The share price is still on life support and no-one should be fooled by the slight increase in pulse rate that has taken the stock all the way up from 38p to 43p this week.
Whatever portion of that rise was caused by Big Brother baron Jon de Mol’s refusal to rule out an interest in ITV can safely be discounted. The co-founder of Endemol was part of a consortium which bought the company from Telefonica last year for £2 billion – close to the top of the market.
Berlusconi’s Mediaset is in there, as is Goldman Sachs. The only thing anybody needs to remember is that the banks which stumped up the money with only light covenant obligations have been unable to syndicate the loans in the normal way. One bank has even been reported as selling on the debt at a 30 per cent discount.

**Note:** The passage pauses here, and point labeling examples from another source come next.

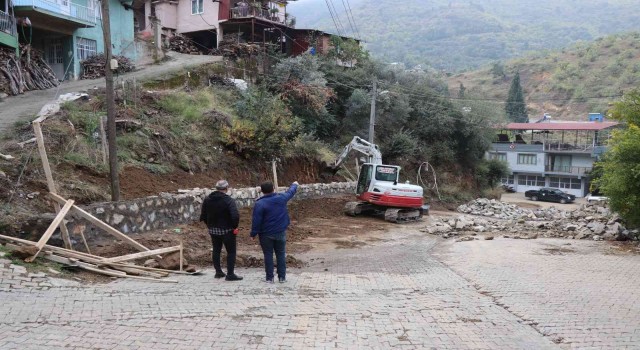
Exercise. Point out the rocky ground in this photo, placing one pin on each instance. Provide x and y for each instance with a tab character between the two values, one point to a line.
492	217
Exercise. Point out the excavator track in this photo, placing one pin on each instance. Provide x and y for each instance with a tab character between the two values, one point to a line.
396	215
402	215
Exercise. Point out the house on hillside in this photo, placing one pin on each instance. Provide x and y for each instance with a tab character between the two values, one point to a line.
551	154
206	22
8	31
69	31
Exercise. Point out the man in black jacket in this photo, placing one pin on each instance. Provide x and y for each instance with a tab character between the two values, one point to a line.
220	213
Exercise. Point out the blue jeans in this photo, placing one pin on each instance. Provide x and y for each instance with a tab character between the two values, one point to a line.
274	243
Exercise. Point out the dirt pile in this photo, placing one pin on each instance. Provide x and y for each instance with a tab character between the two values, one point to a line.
495	218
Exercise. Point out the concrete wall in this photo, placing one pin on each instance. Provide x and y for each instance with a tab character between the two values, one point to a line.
186	22
167	210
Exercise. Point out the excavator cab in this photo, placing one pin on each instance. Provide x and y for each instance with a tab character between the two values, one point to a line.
386	173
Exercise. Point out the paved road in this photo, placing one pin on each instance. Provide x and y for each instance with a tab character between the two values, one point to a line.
392	292
27	105
581	294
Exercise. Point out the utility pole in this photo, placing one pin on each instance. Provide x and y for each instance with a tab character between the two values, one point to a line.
111	112
372	117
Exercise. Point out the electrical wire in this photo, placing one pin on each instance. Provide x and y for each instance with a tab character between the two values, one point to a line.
332	17
354	20
337	17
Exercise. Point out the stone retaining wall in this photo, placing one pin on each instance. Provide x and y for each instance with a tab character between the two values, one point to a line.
167	209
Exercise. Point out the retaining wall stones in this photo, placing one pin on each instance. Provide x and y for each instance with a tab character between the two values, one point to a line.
167	209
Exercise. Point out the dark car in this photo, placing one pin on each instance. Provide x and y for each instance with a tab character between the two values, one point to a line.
550	195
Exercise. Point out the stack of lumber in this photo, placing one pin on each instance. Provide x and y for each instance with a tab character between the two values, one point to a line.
30	72
118	266
93	67
182	44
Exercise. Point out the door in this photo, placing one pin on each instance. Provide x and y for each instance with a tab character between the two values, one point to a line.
55	58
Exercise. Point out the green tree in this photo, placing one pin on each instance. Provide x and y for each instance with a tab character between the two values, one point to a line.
621	165
516	108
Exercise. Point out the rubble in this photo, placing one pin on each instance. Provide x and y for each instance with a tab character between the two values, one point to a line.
493	218
93	67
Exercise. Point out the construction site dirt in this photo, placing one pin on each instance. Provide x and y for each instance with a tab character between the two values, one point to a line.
316	224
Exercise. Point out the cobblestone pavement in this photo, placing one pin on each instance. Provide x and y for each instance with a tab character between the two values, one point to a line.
580	294
389	293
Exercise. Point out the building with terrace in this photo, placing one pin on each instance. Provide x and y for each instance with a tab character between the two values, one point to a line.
69	31
8	32
551	154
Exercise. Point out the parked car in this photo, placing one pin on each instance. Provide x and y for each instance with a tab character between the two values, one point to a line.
596	196
550	195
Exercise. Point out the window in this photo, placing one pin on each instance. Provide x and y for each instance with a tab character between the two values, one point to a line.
86	48
531	180
509	180
530	159
565	182
498	156
386	173
197	7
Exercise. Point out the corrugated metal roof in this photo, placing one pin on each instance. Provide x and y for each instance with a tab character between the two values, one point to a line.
561	126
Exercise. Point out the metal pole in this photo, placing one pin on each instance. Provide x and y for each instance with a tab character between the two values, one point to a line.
372	118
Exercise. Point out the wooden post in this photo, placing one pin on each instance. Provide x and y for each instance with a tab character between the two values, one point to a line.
275	175
181	254
110	101
37	129
52	228
103	141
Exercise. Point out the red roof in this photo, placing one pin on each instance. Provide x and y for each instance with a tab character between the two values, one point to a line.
561	126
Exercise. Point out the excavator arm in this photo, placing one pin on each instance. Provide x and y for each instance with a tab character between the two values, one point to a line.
362	146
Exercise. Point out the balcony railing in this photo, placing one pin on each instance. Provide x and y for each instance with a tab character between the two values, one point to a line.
573	170
7	24
249	11
64	7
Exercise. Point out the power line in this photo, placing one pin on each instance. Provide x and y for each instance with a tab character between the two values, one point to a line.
354	20
338	17
351	23
332	17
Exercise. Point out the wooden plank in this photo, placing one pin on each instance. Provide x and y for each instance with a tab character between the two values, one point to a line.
49	176
156	269
140	255
89	267
58	250
52	228
101	224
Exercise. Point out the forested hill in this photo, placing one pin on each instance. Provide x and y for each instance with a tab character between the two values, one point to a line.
568	83
460	34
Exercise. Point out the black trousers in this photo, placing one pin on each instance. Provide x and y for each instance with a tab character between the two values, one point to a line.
229	242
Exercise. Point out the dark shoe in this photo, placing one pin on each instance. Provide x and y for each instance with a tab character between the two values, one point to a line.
233	277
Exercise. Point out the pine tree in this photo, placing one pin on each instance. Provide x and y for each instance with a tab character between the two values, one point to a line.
516	108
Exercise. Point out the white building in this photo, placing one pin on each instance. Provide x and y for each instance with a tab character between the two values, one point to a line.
551	154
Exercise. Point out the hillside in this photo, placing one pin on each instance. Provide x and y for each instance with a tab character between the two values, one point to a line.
568	84
456	35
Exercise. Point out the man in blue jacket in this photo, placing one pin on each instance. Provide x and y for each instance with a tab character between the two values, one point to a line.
270	222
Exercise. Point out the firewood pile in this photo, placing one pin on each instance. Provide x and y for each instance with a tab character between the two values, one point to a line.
233	47
29	72
93	67
168	260
183	44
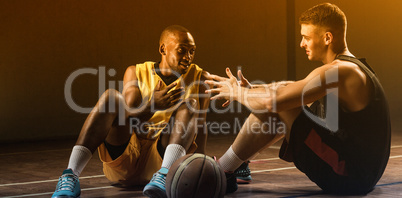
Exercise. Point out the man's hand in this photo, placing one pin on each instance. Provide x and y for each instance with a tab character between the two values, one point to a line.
243	82
166	98
227	88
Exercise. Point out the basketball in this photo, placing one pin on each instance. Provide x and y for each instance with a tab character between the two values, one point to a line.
195	175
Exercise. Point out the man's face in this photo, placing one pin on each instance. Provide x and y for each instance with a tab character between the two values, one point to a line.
313	41
180	51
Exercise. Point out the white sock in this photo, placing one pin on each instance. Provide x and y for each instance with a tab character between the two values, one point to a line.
172	153
79	158
230	161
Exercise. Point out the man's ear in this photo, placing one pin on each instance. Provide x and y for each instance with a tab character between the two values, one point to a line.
162	49
328	38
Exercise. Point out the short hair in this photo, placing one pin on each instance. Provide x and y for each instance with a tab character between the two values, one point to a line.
171	30
325	15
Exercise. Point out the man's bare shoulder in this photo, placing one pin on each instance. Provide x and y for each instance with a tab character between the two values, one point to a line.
205	75
130	74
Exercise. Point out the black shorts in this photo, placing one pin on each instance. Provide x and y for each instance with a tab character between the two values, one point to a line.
323	156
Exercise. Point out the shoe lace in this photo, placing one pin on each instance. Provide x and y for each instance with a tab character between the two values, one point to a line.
159	178
243	170
67	182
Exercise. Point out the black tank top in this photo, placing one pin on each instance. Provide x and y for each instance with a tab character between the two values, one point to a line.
367	133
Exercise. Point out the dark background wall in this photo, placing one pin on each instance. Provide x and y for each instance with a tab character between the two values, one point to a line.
43	42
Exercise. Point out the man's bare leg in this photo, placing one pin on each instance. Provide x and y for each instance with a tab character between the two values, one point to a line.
180	140
255	136
100	125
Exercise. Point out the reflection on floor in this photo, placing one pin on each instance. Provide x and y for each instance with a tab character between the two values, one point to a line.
32	170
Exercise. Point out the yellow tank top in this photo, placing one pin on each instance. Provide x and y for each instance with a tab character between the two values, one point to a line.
147	81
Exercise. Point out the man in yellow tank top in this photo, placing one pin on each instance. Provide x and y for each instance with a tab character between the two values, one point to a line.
162	106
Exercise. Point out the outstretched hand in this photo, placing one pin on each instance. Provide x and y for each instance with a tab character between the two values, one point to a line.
166	98
243	82
226	88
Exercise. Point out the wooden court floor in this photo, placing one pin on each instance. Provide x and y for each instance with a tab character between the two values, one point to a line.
32	170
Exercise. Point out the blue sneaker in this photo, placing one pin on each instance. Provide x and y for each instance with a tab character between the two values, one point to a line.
68	186
156	187
243	174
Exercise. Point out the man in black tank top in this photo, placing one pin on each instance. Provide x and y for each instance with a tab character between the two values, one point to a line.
336	120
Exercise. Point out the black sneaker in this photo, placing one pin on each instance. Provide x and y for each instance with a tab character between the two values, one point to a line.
243	174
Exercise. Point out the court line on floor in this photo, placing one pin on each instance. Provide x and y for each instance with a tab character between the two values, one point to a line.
97	176
21	153
106	187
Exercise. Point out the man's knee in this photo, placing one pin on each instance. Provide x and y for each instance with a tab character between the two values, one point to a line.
189	106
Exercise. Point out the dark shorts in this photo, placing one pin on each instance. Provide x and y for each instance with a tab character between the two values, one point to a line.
323	156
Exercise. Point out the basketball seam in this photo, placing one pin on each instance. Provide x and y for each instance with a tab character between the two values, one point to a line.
201	172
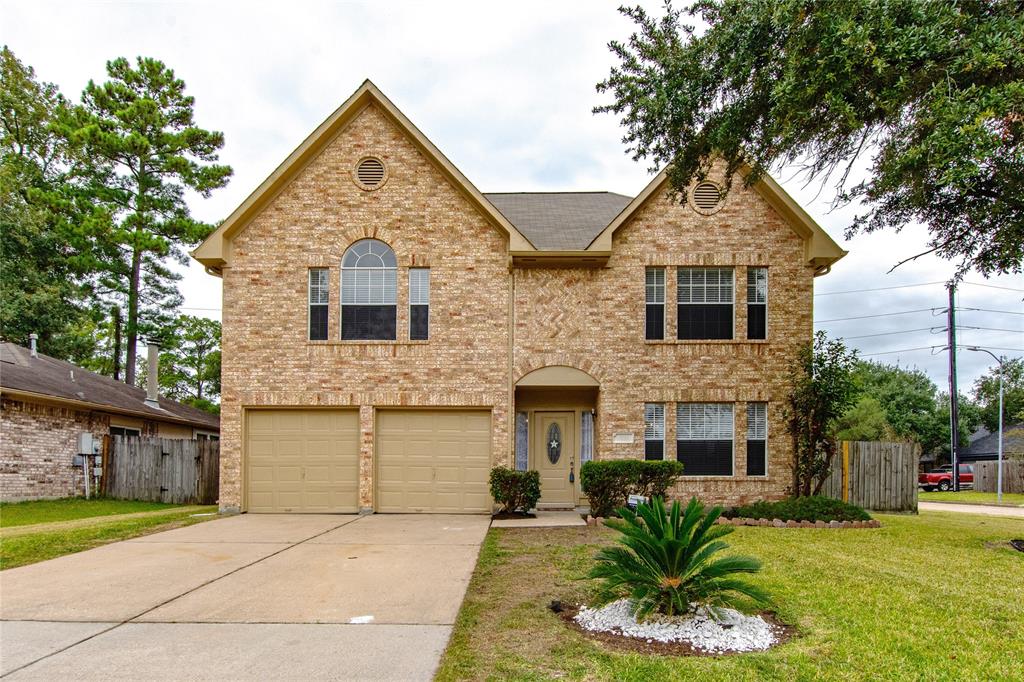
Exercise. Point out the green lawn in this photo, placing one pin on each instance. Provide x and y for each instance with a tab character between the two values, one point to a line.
45	511
49	543
935	596
972	498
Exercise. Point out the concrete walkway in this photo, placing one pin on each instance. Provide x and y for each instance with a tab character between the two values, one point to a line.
986	510
266	597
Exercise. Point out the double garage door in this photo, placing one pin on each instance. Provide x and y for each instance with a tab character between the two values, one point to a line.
425	461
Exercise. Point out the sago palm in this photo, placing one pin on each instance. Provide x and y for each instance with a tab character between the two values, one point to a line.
668	561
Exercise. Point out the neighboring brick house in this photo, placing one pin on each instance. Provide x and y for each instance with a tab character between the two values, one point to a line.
46	403
390	333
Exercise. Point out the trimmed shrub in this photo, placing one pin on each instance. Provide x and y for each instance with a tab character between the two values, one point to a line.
608	484
815	508
515	489
657	477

Unless de Mol is prepared to risk a large part of his own fortune – an unlikely prospect- then at least one “potential” bidder for ITV bites the dusk. Haim Saban has money from both Power Rangers and the sale of ProSieben in Germany and is a close associate of Endemol chief executive Ynon Kreiz. It still sounds more like the plot for a fictional corporate drama than reality.
RTL, owners of Five, might make a move but the company has always been desperately cautious in the past. The arrival of Dawn Airey on the RTL board might just change that.
The position of NBC/Universal in the US is even more interesting. Owners GE have just insisted that the television network and studio business will remain an integral part of the organisation. Whether that commitment would extend all the way to a near £2 billion foreign adventure is questionable.
Who else? Apax once thought ITV worth 130p so logically… The production business alone must be worth 40p a share in a breakup.
But with credit markets completely seized up it is difficult to see where the money would come from. While an unexpected dramatic turn can’t be ruled out the truth may be more mundane. As a distinguished ITV broadcaster put it this week: “we’ll probably muddle through – after all there is now a nice suite of channels.”
A couple of hits would also help, and Harley Street a decent place to start the pursuit of wealth.